拗らせイケメンと四人の美少女

Joker

第1話 要するに俺は一人が好きなんだ

 クラスメイトとはほぼ他人である。

 これは俺が昔から思っていることだ。

 クラスメイトとは学校で勉学を一緒に受ける他人だ。

 学校以外では何をしているかやどんな人間なのかなどは分からない。

 クラスではイケイケでもバイト先では大人しい従業員なんてこともあり得る。

 つまり俺が何を言いたいかというと……。


「学校での姿だけ見て好きだなんて言ってる奴は本当にそいつを好きじゃねーんだよ」


「でた、またお前の持論かよ」


 食堂で昼食をしながら、俺は目の前にいる唯一の友人、笹原英司(ささはら えいじ)に向かってそういう。

 

「てか、恋愛どうこうの前にお前は俺以外に友人をつくれ圭司(けいじ)」


 英司は俺、前橋圭司(まえはし けいじ)の名前を呼ぶ。

 こいつの言う通り、俺には英司以外の友人と呼べる存在がいない。

 まぁ、友人を必要としていない部分もあるのだが、このご時勢一定のコミュニケーション能力は必要なわけで、英司の言っていることもわからないわけではない。

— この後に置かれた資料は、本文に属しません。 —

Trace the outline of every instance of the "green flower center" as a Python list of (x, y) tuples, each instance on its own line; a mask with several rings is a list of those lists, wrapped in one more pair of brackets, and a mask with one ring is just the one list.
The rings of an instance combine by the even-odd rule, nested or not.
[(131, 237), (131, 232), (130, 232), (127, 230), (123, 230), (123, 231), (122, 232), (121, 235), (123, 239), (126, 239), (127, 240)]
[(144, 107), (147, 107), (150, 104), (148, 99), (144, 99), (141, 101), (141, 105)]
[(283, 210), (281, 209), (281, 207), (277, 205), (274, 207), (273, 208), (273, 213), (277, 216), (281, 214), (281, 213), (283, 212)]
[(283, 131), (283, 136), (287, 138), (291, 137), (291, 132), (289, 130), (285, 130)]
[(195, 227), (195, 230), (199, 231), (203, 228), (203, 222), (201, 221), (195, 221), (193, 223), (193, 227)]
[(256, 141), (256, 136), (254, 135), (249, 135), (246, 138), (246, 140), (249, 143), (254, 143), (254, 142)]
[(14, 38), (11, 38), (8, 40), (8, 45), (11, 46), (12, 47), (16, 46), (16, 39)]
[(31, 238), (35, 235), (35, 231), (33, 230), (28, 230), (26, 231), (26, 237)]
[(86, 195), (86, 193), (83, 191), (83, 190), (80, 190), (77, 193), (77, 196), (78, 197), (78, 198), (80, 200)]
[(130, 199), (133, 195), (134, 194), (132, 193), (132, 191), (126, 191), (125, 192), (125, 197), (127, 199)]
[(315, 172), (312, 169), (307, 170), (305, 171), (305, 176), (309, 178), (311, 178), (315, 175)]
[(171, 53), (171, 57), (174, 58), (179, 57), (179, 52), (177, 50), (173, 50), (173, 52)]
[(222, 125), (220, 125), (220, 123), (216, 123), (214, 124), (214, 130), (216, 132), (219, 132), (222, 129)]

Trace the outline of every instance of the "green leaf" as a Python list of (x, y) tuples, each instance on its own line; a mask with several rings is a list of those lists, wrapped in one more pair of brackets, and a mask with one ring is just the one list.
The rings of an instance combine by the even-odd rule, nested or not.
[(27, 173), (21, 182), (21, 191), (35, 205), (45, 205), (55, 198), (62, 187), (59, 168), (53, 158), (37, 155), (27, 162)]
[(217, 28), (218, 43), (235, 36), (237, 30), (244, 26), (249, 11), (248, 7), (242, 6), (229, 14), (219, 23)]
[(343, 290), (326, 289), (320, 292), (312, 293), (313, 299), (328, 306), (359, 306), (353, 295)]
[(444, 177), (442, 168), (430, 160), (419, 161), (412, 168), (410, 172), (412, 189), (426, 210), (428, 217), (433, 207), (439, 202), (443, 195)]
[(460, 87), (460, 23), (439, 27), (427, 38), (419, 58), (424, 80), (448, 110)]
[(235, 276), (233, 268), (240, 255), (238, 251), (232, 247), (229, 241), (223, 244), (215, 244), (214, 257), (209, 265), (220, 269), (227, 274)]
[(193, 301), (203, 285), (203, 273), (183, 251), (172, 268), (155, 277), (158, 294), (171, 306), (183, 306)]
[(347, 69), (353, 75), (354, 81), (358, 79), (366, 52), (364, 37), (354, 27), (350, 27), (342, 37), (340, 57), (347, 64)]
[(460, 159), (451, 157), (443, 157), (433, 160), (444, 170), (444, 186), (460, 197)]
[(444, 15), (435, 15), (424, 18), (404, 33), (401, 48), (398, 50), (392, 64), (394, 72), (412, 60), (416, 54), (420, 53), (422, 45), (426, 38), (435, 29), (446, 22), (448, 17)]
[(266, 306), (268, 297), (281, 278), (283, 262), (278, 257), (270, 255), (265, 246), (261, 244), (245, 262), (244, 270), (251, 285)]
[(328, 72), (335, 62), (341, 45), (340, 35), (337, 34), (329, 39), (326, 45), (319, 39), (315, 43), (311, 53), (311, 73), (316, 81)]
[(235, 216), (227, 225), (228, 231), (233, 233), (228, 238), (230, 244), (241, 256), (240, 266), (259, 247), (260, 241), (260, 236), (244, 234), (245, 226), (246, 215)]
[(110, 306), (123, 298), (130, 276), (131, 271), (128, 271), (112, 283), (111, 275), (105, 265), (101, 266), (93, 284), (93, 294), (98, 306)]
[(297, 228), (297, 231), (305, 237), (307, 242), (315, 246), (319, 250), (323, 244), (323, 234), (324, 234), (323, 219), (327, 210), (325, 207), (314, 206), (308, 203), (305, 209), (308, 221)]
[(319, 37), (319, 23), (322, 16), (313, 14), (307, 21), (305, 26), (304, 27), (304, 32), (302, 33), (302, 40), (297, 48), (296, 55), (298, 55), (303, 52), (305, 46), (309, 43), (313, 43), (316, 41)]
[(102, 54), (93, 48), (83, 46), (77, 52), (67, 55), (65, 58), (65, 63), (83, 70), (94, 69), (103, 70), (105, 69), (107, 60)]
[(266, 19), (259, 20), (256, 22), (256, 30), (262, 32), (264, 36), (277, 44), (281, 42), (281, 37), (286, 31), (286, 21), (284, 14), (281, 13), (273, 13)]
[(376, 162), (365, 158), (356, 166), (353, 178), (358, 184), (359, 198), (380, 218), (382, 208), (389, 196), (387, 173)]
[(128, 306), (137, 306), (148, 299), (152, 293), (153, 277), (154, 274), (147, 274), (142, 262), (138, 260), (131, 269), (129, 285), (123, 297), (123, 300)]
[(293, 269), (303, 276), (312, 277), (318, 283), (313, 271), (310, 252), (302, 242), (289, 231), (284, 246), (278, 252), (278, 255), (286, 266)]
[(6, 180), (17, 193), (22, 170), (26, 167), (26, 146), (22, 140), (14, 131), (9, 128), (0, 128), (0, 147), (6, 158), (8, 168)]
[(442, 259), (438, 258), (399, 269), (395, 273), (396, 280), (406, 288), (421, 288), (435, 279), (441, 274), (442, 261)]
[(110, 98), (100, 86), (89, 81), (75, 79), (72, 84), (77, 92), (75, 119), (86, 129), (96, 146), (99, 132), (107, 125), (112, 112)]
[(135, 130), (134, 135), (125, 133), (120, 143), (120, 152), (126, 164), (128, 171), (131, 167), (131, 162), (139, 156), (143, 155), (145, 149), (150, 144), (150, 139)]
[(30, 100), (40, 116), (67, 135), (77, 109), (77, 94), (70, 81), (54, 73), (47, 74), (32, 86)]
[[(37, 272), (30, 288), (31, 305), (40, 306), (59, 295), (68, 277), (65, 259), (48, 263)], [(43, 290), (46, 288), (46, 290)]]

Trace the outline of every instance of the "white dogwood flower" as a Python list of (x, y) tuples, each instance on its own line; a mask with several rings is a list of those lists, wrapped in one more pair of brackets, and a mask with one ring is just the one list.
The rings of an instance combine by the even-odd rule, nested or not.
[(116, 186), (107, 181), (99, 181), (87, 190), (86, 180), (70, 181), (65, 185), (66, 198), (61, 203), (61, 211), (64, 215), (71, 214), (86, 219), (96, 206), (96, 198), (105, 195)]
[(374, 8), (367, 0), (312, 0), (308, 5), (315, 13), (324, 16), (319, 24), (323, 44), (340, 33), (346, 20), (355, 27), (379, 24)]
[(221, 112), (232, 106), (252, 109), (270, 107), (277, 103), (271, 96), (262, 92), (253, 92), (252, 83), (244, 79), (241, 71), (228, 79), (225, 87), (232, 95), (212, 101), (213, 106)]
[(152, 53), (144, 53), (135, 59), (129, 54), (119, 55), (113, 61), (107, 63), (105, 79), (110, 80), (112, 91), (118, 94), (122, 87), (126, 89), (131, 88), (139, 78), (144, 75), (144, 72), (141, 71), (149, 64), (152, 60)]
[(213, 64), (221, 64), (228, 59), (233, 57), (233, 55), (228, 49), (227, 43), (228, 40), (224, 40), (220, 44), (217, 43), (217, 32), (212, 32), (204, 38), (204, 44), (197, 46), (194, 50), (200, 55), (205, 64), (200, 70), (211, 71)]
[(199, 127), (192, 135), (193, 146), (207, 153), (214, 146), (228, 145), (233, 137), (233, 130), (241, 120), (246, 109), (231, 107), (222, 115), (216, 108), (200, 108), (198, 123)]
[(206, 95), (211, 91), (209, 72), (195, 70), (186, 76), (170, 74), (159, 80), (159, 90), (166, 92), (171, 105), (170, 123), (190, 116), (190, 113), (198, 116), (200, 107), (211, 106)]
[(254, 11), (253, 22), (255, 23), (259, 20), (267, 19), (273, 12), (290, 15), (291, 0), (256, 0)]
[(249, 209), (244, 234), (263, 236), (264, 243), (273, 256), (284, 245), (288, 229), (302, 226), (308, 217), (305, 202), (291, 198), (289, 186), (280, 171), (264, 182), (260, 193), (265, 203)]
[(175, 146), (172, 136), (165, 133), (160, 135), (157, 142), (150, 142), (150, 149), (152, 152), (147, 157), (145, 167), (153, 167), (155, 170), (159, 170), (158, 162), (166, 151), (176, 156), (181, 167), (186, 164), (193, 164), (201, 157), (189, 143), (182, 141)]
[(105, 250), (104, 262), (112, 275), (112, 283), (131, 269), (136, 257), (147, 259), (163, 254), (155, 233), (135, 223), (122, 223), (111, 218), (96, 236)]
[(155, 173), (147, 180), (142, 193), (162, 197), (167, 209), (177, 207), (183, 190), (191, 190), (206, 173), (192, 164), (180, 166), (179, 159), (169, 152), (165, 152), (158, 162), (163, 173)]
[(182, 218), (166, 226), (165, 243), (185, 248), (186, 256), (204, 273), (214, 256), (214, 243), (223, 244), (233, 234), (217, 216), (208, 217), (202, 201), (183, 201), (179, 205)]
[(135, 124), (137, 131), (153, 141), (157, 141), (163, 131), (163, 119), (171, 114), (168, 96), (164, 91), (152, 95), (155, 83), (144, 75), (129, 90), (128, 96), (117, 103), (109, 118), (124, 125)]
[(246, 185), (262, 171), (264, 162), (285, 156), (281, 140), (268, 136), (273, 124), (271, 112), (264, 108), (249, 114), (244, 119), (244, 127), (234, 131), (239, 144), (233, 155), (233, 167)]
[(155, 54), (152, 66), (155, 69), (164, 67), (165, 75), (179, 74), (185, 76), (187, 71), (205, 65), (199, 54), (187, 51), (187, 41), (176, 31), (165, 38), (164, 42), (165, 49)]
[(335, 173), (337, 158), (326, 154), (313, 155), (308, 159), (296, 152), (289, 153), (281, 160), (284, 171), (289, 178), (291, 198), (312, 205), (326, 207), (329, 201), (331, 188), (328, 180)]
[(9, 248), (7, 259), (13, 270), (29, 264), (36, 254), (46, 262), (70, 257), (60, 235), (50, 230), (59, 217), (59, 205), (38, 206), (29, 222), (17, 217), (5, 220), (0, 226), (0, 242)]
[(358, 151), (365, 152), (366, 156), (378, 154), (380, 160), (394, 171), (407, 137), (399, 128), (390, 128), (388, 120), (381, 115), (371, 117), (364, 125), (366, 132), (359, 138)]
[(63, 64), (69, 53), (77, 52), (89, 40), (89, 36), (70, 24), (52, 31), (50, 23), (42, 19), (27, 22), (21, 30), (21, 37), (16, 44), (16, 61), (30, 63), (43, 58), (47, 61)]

「はぁ……お前はまず彼女の前に友達だな、このままじゃお前本当に社会に出て上司とかと会話できなくなるぞ」


「失礼な、俺だって会話くらい出来る。ただむやみに近しい人間を作りたくないだけだ!」


「なんだよそれ」


「だって、面倒だろ? 突然遊ぼうぜ! とか言ってくるやつとか、いきなりおい磯野野球しようぜ! とか言ってくる奴」


「そんな日曜夜七時みたいな友人ばっかりじゃねぇよ、じゃあなんで俺と友達なんだよ」


「お前は急に遊びに行こうとか、放課後に遊びに誘わない、学校で付き合う友人としては丁度いい」


「うわぁ……俺、お前と友達やめたくなったわ」


「お前は面倒じゃないのか? 友達付き合いなんて疲れるだけだぞ?」


「そんなことないと思うけど?」


「いや、あいつらはちょっと輪を乱す言動をするだけですぐに陰口を言い、気にくわないとすぐにそいつをいじめる」


「お前の偏見がすごいのはよくわかった」


「だから俺は高校に進学してもこのスタンスは変えない。クラスメイトは他人、友人は少なくていい、彼女なんて絶対いらない」


「なんだよ、その青春を全否定する発言は、俺たちもう高校生だぞ? 友達と馬鹿やったり、彼女作ってひと夏の思い出作ったりしたいとか思わないの?」


「アホか、そんな無駄な時間を使う暇があったら、俺は自分がやりたいことに時間を使う」


「はぁ……あっそ」


 俺たちが高校に入学してもう早いもんで二か月が経とうとしていた。

 俺は家から近いからという理由で、この私立千善高校(しりつせんぜんこうこう)を選んだ。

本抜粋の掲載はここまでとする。